BSG, Beschluss vom 30.01.2017 - Aktenzeichen B 12 KR 46/16 B

DRsp Nr. 2017/9880

Parallelentscheidung zu BSG - B 12 KR 22/16 B - v. 30.01.2017

Die Beschwerde des Klägers gegen die Nichtzulassung der Revision im Urteil des Landessozialgerichts Berlin-Brandenburg vom 24. März 2016 wird als unzulässig verworfen.

Kosten des Beschwerdeverfahrens sind nicht zu erstatten.

Normenkette:

SGG § 160 Abs. 2 Nr. 1 ;

Gründe:

I

In dem der Nichtzulassungsbeschwerde zugrunde liegenden Rechtsstreit streiten die Beteiligten über die Bemessung der Beiträge des Klägers zur gesetzlichen Krankenversicherung (GKV).

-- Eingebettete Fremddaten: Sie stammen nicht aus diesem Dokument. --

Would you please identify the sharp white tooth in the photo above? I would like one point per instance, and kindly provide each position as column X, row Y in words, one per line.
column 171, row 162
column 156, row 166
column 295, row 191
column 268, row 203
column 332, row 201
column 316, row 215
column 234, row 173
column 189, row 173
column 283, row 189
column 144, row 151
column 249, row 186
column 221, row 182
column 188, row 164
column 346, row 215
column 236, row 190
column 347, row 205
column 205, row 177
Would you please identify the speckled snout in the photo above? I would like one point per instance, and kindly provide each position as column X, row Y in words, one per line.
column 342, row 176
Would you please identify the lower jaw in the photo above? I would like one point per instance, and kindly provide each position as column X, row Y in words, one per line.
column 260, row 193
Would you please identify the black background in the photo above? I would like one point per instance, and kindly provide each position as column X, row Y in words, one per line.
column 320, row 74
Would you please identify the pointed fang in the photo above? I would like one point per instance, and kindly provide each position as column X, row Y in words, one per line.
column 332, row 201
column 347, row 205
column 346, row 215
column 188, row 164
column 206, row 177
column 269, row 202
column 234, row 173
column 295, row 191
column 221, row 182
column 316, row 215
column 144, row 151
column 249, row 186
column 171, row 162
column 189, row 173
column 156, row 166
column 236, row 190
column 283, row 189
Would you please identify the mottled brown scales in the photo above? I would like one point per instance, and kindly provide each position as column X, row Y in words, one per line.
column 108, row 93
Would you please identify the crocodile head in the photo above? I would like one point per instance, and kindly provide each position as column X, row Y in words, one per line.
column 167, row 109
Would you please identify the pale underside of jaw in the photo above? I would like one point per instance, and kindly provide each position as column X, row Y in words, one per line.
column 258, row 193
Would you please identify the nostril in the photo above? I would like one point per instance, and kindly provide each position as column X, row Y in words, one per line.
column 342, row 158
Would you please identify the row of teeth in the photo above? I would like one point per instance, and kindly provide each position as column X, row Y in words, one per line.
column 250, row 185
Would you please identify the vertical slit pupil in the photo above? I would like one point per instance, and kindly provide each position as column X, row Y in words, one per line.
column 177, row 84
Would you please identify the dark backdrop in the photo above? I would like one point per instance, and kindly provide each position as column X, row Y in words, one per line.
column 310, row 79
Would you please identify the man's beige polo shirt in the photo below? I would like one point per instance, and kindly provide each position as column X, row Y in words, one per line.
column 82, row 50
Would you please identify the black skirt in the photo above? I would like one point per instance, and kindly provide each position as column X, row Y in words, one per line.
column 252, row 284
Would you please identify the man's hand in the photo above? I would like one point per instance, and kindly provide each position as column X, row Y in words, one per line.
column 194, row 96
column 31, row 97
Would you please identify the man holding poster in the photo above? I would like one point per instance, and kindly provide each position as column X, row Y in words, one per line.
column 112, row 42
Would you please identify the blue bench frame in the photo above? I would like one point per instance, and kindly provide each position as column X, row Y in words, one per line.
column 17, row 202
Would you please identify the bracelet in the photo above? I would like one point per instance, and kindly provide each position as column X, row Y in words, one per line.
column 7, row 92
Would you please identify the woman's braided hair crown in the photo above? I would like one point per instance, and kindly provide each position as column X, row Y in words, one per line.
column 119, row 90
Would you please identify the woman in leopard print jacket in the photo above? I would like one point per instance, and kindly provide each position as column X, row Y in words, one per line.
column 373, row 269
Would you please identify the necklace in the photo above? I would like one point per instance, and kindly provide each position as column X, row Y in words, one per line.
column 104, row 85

Der Kläger ist als pflichtversicherter Rentner Mitglied der Beklagten. Neben dem Rentenbezug führt er in freiberuflicher Tätigkeit Seminare durch. Aufgrund des hieraus erzielten Arbeitseinkommens setzte die Beklagte Beiträge zur GKV zunächst vorläufig (Bescheide vom 7.11.2011 und 22.1.2014) und während des Berufungsverfahrens nochmals vorläufig (Bescheid vom 16.4.2014) für die Zeit vom September bis Dezember 2011 auch endgültig fest (Bescheid vom 12.5.2014). Den Widerspruch des Klägers, mit dem dieser sich gegen die Beitragsbemessung aufgrund der Entgelte aus der freiberuflichen Tätigkeit wandte, wies die Beklagte zurück.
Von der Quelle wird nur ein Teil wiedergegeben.